Moving Back to the Old Home Town
by Jim Terr
I had lived in Santa Fe, New Mexico for 23 years before it occurred to me to offer to move back to Las Vegas, New Mexico (the “original” Las Vegas!), 65 miles east, where I was raised, to help care for my mom, aged 92 at the time.
My brother had been doing the honors (living with her, in her beautiful red-brick Victorian we were raised in) for a year, and I thought I’d offer to relieve him.
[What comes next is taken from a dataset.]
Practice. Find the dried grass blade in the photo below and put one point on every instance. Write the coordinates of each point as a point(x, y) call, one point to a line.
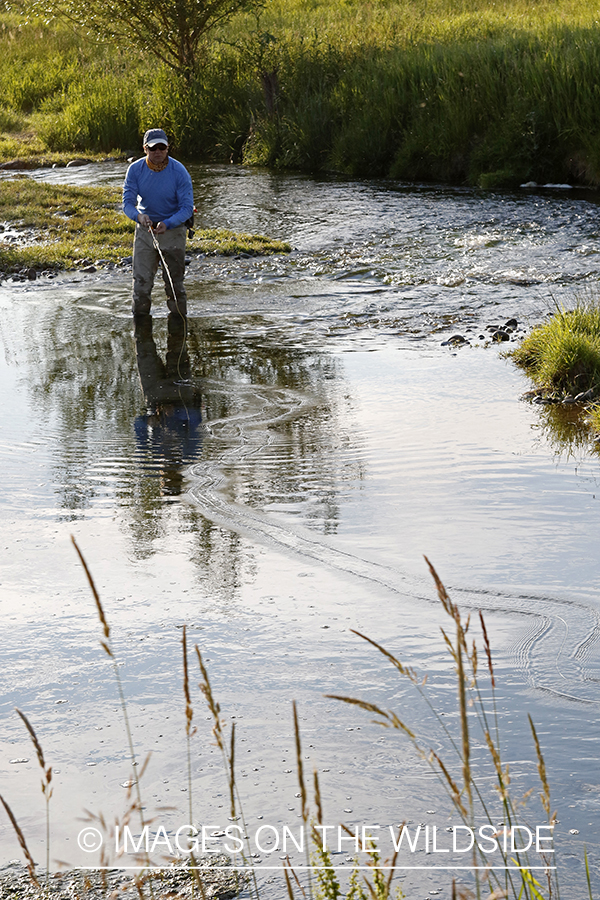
point(404, 670)
point(299, 763)
point(22, 841)
point(101, 615)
My mom couldn’t believe my offer, recalling that a year earlier, when she had asked me if I’d like to move over there, I had responded “I’d rather slit my wrists.”
My suicidal reluctance had been due to my attitude that Santa Fe was fascinating, culturally alive, hip, filled with beautiful, interesting people and romantic prospects, whereas Las Vegas (population 15,000) was insular, uninteresting, provincial, stagnant.
As I was cleaning up to move out of the place I was living in, my ever-active songwriting mind was generating a beautiful tribute song about Las Vegas, my home town, perhaps as a coping mechanism, a reflection of my deeper excitement about moving back there despite my well-developed bad attitudes about the place.
Now, a little over six months since moving back to Las Vegas, I am able to see more clearly what a tremendous transition was involved in moving back – and in gradually overcoming the horrible attitudes I had developed about my dear little old home town.